Mar 24, 2008—On March 17, the Washington State Senate passed a bill that would ban the use of radio frequency identification technology as a means to collect personal data without the knowledge of the individual. The state’s House of Representatives passed a similar bill (but much more expansive) in February. All that is left, at the time of this writing, is for Washington Governor Chris Gregoire to sign the bill into law, and Washington State will become the first government anywhere in the world (to my knowledge) to ban skimming.
I agree with the intent of the law, which is to prevent abuses of RFID technology. It states: “A person that intentionally scans another person's identification device remotely, without that person's prior knowledge and prior consent, for the purpose of fraud, identity theft, or for any other illegal purpose, shall be guilty of a class C felony.”
The RFID industry has opposed almost all RFID regulations on the grounds that they could thwart adoption. This bill could help adoption by discouraging the use of RFID transponders to track people without their knowledge.
The main benefit of the law is that it will give consumers confidence that tags won’t be abused. The law is far better than an earlier version passed in the House, which said: “A consumer shall not be coerced into keeping an electronic communication device active on the item in order for the consumer to be able to exchange, return, repair or service the item.”
That bill didn’t define “coersion,” which was a problem. But also there are good reasons for businesses and consumers to want the tag to remain on the item. A functional tag prevents someone from stealing things and then returning them for cash (good for business). And studies in the consumer electronics industry, for example, have shown that tracking items can shorten repair time (good for both businesses and consumers).
The original bill also made some assumptions that could prove entirely false. It assumed RFID will be embedded in products we wear or carry and that consumers won’t have any control over these tags. That is the only reason why you would prohibit companies from making returns contingent on having a functioning transponder on the product. But I believe there are two reasons this provision makes no sense: Tags won’t be embedded in clothes. And if tags are embedded in consumer electronics items, people will have cheap readers that will enable them to kill the tags on their own.

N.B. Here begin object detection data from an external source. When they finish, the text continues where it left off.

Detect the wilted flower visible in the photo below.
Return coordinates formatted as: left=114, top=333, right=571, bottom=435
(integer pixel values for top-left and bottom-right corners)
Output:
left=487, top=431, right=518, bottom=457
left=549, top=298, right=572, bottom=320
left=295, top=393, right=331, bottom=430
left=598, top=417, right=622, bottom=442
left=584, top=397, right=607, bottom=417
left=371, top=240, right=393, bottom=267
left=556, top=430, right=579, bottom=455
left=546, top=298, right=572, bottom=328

The original bill also prohibited individuals, companies and other entities from combining or linking “a consumer's personal information with information gathered by, or contained within, a device capable of engaging in electronic communication.” So if you are a retailer, you couldn’t link a serial number with my name and credit card, as you do today with bar codes. I think this was supposed to prevent a company from identifying me if I return to the store either wearing or carrying the tagged item it sold me. But the threat to privacy is not that companies will have a reader at the door and identify me when I enter. The threat is that they will use that information in some nefarious way. So the authors were right to amend the bill to outlaw bad behavior, nor capabilities.
Had this provision made its way into law, retailers in Washington State might be forced to use bar codes forever. Why? Because if retailers can’t scan an item and link it to a customer with RFID, they will do it with bar codes (as they do today). This is necessary in order to accept returns (if you don’t know what I bought, how can you credit my account for a returned item?).
Common sense prevailed on this one. And even though skimming is not yet a problem, outlawing the misuse of RFID can’t be a bad thing.